New Vision for Lift Fan Aircraft Family

• The concept depends on a successful Aurora bid.
• The new design appears to diminish some stealthy features and enhance others.
• The revised render showcases streamlined intakes for the main engines underneath the body.

Aurora Flight Sciences has recently unveiled updated visual representations of an unmanned fan-in-wing vertical take-off-and-landing demonstrator aircraft as well as a revised concept for an enlarged cargo aircraft based on the same technology. These developments are part of the company’s involvement in the Defence Advanced Research Projects Agency (DARPA) program known as Speed and Runway Independent Technologies (SPRINT), which aims to produce an X-plane demonstrating essential technologies and integrated concepts enabling a transformative combination of aircraft speed and runway independence.

Aurora's design aims to meet or exceed the challenging program objectives set by DARPA. Notably, the blended wing body platform is capable of a 450-knot cruise speed, and the incorporated lift fans with integrated covers facilitate a seamless transition from vertical to horizontal flight. The design also leverages existing engine solutions, reducing development risks and timelines. Additionally, the aircraft is capable of various take-off and landing modes, including vertical take-off and landing (VTOL), short take-off and vertical landing (STOVL), super short take-off and landing (SSTOL), and conventional take-off and landing.

The company is collaborating with Boeing on the development of key technologies to address mobility challenges in contested environments and across distributed military bases. The fan-in-wing (FIW) technology combines an embedded lift fan with a blended wing body design, enabling vertical lift agility without sacrificing payload capacity and aerodynamic efficiency associated with today’s fixed-wing aircraft.

The updated rendering of the SPRINT demonstrator is consistent with the previously released version, featuring a blended-wing platform with a V-tail and three lift fans arranged in a triangular configuration. The revised render showcases streamlined intakes for the main engines underneath the body.

In addition, Aurora reports the completion of the first of three major test events scheduled for the current phase of the SPRINT program earlier this year. This test, conducted using a 4.6-ft wingspan model with three lift fans, demonstrated the feasibility of the FIW technology, with negligible suck-down effects created by the lift fans in hover and appropriate landing gear height to minimise adverse pitching moments during ground operations. Further wind tunnel tests are planned for late 2024 and early 2025 to model aerodynamic effects.

The technology demonstrated in the SPRINT X-plane could be scaled to medium and heavy-lift aircraft, creating a future family of systems. For example, Aurora envisions a manned, 130-ft wingspan aircraft with four lift fans and a 40-ft payload bay.
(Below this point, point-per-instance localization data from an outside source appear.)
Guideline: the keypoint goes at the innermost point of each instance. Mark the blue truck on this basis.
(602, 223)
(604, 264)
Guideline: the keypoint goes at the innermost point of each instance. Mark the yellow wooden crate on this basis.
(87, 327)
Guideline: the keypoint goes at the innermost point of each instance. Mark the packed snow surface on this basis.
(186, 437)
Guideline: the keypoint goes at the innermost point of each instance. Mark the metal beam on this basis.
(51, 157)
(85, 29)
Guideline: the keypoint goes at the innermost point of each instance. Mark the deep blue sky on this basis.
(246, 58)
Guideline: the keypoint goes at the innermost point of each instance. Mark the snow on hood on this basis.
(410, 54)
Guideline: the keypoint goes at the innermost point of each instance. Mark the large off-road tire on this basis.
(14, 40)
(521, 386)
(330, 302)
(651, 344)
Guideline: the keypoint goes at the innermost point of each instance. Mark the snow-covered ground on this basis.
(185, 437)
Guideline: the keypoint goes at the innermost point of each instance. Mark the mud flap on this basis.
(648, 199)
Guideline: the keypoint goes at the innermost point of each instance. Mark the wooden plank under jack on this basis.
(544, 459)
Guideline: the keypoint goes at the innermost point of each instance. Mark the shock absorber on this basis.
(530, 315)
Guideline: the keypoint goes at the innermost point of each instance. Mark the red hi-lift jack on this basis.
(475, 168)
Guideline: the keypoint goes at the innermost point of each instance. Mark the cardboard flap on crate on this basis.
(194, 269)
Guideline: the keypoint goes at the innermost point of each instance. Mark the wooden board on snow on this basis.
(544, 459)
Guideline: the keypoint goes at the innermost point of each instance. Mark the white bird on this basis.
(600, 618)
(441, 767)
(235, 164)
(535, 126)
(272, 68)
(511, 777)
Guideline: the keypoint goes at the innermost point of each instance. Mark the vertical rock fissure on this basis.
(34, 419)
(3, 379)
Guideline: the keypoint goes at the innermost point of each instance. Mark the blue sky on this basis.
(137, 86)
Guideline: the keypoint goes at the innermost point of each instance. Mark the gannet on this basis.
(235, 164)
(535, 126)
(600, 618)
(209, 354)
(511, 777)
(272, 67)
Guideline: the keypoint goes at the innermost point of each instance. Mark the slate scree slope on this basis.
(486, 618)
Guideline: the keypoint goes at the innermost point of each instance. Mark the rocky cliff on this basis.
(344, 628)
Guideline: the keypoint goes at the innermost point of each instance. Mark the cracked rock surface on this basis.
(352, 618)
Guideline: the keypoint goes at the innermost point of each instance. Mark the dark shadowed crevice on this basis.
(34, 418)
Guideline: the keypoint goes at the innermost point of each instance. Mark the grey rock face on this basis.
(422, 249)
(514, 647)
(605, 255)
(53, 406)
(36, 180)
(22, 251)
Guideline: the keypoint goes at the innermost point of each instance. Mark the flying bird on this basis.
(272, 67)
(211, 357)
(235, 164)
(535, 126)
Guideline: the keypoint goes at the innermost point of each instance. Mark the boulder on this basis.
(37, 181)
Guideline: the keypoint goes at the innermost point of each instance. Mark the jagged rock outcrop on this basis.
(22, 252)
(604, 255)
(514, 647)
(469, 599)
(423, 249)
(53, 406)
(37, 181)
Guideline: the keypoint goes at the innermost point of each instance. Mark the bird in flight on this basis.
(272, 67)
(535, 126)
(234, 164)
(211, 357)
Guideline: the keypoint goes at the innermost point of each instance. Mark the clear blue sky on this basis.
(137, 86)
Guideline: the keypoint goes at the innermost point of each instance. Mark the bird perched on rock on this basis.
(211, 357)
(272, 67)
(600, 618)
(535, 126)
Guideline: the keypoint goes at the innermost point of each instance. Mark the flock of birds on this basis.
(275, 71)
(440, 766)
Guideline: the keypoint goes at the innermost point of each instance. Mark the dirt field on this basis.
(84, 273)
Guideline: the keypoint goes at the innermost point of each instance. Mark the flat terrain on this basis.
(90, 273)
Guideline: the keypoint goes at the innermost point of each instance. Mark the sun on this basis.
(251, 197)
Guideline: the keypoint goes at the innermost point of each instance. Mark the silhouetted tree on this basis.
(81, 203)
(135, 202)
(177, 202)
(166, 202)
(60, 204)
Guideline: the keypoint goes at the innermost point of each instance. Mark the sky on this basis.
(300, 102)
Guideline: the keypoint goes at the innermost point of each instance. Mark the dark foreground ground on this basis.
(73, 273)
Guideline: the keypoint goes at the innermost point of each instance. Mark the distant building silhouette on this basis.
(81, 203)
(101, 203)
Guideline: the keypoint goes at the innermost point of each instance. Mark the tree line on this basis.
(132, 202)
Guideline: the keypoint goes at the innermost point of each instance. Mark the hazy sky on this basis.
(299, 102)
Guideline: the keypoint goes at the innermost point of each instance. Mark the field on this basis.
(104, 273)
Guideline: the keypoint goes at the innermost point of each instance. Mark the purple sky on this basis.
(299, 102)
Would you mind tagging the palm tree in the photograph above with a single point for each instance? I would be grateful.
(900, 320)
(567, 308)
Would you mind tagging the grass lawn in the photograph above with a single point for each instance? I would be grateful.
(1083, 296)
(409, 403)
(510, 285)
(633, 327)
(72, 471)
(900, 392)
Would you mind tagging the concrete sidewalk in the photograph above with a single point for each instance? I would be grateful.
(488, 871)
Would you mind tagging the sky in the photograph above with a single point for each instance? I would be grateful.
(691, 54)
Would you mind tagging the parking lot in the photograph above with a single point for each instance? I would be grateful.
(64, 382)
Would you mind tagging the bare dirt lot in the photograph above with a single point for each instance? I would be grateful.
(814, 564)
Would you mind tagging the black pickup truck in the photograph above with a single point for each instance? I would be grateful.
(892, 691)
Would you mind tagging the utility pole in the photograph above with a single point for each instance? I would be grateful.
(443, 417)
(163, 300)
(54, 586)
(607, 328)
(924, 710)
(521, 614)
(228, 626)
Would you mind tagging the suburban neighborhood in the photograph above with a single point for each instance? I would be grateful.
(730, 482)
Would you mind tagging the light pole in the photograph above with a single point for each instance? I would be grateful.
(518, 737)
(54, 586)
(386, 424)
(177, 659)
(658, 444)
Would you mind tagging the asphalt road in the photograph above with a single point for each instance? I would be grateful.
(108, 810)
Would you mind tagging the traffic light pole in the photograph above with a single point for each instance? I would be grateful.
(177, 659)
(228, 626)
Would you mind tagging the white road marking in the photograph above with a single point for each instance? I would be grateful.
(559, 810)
This FIW aircraft could meet or exceed the payloads, ranges, and speeds typical of fixed-wing military transport aircraft while delivering the tactical advantage of true vertical take-off and landing.

The newly released rendering of the larger fan-in-wing design concept from Aurora features significant changes from the 2023 version, including a tailless modified cranked kite platform with lower profile air intakes on top of the rear end of the central body. The design still includes four lift fans, two on either side of the central body.

Moreover, the new design appears to diminish some stealthy features and enhance others compared to the 2023 concept. The updated rendering also reveals alterations to the design of the lift fan covers, featuring multi-sectioned covers as opposed to the split covers presented in the previous version.

Aurora’s one-third-scaled prototype calls for a tailed, blended wing body design, with the trailing edge of the wing positioned forward of the fuselage tail. The 45-ft. wingspan includes three lift fans. The top of the fuselage includes two auxiliary inlet doors for airflow in vertical mode. A pair of caret-shaped inlets on either side of the forward fuselage ingests air for a single turbofan engine to provide horizontal thrust. The prototype is being designed to carry a 1,000-lb. Payload.

The operational version of the Boeing-owned company’s candidate for a DARPA demonstrator program would boast nearly the same wingspan and payload weight of a Lockheed Martin C-130J yet fly up to 90 kt. Faster and be able to take off and land vertically like a helicopter.

The Aurora concept includes two turbofan engines for horizontal thrust and four fans embedded into the blended wing body airframe for vertical lift. This “vision” aircraft concept also features cranked outboard wing sections and no vertical tails.

The concept depends on a successful Aurora bid to develop the demonstrator for DARPA’s Speed and Runway Independent Technologies (Sprint). Bell is working on a competing proposal based on a tiltrotor aircraft featuring stop-fold rotor technology.

DARPA’s goal is to achieve a new standard in high-speed flight for transport aircraft with VTOL capabilities. The SPRINT program aims to increase the top speed to 450 knots, building on modern advances in lightweight structures and fly-by-wire flight controls, which could make such high-speed, runway-independent aircraft viable.